D’autres éléments sont à prendre en jeu dont notamment :
* Le principe d’égalité d’accès au conseil : Limiter l’accès au conseil fiscal aux seuls conseils fiscaux créerait une inégalité de traitement entre les entreprises en fonction de leur taille et de leurs moyens financiers.
* La complémentarité des professions : Les experts-comptables et les comptables ont une expertise spécifique et une connaissance approfondie du terrain qui complètent celle des conseils fiscaux, souvent plus spécialisés dans des aspects pointus de la législation. Une synergie entre ces professions est bénéfique pour le système fiscal dans son ensemble.
* L’expérience internationale : Il serait pertinent d’étudier les modèles d’autres pays où la profession d’expert-comptable et de comptable joue un rôle central dans l’accompagnement fiscal des entreprises de toutes tailles.

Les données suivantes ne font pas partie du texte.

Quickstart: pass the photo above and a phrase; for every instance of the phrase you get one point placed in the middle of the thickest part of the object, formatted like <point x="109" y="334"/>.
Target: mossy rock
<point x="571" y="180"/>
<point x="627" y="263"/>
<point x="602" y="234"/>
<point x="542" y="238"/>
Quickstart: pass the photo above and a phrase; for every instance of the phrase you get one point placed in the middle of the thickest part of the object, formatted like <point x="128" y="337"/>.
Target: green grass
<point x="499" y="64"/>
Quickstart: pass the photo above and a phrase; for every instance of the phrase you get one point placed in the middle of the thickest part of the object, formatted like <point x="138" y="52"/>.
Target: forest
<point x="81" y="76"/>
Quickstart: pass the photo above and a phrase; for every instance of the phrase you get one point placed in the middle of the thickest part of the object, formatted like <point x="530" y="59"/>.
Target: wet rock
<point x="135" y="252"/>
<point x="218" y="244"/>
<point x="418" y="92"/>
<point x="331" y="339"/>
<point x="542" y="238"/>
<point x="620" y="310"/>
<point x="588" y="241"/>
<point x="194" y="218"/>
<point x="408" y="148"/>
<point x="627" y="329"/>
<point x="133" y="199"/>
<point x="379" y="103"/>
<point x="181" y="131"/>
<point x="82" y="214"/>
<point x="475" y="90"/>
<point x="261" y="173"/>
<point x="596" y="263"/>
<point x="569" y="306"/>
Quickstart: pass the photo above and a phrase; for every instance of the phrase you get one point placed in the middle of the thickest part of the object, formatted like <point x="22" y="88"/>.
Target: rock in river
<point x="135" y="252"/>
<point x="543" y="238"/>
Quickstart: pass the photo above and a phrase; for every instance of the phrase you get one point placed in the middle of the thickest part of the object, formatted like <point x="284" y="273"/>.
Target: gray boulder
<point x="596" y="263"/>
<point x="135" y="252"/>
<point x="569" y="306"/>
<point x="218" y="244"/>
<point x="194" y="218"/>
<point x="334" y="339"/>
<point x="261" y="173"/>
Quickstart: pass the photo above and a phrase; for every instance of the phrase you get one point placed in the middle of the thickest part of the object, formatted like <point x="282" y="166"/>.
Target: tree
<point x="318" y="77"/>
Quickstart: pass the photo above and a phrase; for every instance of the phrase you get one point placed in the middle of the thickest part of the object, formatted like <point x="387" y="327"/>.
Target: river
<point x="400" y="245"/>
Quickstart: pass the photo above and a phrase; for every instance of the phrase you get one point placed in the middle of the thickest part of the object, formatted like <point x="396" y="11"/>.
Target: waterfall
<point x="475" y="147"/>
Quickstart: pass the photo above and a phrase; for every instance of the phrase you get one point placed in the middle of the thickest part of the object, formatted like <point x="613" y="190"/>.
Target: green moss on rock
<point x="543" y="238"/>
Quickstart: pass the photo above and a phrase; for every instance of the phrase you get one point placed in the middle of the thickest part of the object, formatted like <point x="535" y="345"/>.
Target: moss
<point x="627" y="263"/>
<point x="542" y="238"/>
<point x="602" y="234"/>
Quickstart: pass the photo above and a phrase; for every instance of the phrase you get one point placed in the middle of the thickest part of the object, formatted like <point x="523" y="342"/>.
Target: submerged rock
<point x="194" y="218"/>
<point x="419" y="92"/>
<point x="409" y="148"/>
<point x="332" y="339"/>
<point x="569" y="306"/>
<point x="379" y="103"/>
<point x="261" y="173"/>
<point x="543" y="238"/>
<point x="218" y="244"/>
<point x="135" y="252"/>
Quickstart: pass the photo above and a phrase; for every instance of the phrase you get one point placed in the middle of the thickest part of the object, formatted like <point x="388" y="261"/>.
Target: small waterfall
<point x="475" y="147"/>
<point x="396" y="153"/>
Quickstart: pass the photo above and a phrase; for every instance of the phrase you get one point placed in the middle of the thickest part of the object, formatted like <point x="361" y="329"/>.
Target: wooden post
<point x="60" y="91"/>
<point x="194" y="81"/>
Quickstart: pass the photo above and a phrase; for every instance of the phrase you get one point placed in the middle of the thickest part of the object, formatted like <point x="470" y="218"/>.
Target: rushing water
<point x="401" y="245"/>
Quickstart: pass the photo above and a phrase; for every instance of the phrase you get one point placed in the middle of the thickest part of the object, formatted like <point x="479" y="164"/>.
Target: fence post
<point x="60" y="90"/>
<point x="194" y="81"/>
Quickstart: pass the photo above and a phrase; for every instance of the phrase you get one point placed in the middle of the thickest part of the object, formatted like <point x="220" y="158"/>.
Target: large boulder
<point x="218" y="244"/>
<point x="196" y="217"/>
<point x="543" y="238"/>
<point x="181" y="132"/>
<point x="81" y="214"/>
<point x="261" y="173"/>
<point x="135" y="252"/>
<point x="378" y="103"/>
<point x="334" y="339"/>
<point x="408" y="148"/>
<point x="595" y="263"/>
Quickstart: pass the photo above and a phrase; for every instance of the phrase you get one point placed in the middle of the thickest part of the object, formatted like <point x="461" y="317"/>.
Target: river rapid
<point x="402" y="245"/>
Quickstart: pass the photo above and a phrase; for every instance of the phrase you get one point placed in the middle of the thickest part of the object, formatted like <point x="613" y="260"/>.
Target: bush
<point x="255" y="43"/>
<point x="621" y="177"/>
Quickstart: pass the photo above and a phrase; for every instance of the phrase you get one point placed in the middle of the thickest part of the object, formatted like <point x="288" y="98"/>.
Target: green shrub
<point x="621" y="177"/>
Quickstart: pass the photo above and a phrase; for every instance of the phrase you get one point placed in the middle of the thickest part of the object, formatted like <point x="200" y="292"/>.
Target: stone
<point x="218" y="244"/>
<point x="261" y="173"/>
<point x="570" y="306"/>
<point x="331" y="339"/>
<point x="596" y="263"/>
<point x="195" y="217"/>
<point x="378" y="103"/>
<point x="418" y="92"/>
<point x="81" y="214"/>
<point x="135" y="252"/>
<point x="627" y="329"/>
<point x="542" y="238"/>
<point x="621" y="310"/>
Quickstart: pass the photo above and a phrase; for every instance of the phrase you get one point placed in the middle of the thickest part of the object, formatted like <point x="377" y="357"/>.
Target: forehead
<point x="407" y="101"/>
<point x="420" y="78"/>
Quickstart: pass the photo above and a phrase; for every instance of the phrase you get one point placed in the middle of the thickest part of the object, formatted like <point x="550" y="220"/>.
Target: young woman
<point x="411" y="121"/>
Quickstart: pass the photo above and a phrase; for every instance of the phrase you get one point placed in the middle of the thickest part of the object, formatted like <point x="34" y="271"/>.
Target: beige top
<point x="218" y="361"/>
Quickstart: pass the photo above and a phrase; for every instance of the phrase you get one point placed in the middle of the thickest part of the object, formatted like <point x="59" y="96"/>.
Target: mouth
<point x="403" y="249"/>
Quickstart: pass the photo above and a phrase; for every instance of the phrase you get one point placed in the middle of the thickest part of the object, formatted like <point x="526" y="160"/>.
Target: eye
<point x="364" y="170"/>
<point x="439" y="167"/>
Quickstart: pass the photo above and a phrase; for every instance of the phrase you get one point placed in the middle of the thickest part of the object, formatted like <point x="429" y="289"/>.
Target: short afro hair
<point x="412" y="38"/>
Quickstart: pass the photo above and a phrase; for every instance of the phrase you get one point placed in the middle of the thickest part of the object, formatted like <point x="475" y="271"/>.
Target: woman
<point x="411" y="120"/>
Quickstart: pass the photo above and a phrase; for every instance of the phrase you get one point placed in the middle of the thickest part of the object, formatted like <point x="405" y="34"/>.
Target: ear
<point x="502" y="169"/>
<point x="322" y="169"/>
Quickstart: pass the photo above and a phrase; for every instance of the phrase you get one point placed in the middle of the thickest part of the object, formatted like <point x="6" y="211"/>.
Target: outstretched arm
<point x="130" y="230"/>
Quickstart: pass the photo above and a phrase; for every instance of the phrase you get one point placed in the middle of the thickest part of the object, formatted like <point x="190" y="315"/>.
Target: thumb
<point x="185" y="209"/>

Pour approfondir la démonstration, il serait judicieux de quantifier la contribution actuelle des experts-comptables et des comptables aux recettes fiscales (estimation des montants d’impôts déclarés et collectés grâce à leur intervention), réaliser des simulations financières pour estimer la perte potentielle de recettes fiscales et l’augmentation des coûts administratifs en cas de monopole des conseils fiscaux, en tenant compte des différents types d’entreprises et d’indépendants, mener une enquête auprès des PME/TPE et des indépendants pour évaluer leur capacité et leur volonté de recourir aux services de conseils fiscaux uniquement et les conséquences potentielles sur leur conformité fiscale et commander une étude juridique pour analyser la conformité d’une telle mesure avec les principes d’égalité, de libre concurrence et de proportionnalité.
En multipliant les angles d’analyse et en s’appuyant sur des données concrètes et des projections financières, l’État Tunisien saura de manière convaincante l’impact négatif significatif qu’aurait l’attribution du monopole des services fiscaux aux seuls conseils fiscaux sur les ressources de l’État tunisien.